Adds several kwargs to CachedCausalLM.from_pretrained() to make quantization more configurable. Preserves the default behavior of load_in_8bit=True.

Motivation: It turns out that NVIDIA Hopper removed int8 support (bitsandbytes-foundation/bitsandbytes#599) in favor of float8 quantization. This is an issue for running hfppl on H100 GPUs which use Hopper architecture. More generally, with the space of LLMs and quantization schemes evolving quickly, the existing CachedCausalLM.from_pretrained() should offer the user more configuration control.

As a quick fix, this PR adds the ability to pass load_in_4bit as well as to specify a custom bnb_config. It's also separately useful to be able to pass a torch_dtype.

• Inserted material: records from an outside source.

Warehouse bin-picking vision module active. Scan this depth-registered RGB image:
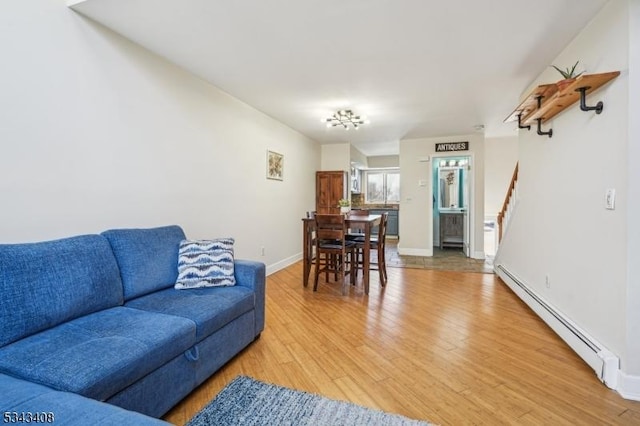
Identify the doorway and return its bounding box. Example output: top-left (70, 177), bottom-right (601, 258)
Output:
top-left (431, 155), bottom-right (473, 257)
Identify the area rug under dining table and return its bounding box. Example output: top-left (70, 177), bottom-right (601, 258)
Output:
top-left (187, 376), bottom-right (430, 426)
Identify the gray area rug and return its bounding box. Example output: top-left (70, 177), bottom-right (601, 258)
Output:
top-left (187, 376), bottom-right (429, 426)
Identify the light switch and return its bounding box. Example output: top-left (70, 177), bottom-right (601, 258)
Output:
top-left (604, 188), bottom-right (616, 210)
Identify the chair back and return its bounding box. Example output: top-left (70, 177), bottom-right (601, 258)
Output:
top-left (378, 212), bottom-right (389, 244)
top-left (316, 214), bottom-right (347, 242)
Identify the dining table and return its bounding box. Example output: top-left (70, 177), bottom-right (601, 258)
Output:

Future steps: Certain llama models now use torch.bfloat16; however, this dtype isn't supported by numpy so it's currently incompatible with hfppl, but there are multiple workarounds we should explore that extend numpy to support it.
EDIT: Turns out the only issue with bfloat16 arises when we try to store logprobs in the Trie without converting them to a numpy-friendly format. I've added calls to .float() in 2 cases and these seem to be sufficient to support bfloat16 models.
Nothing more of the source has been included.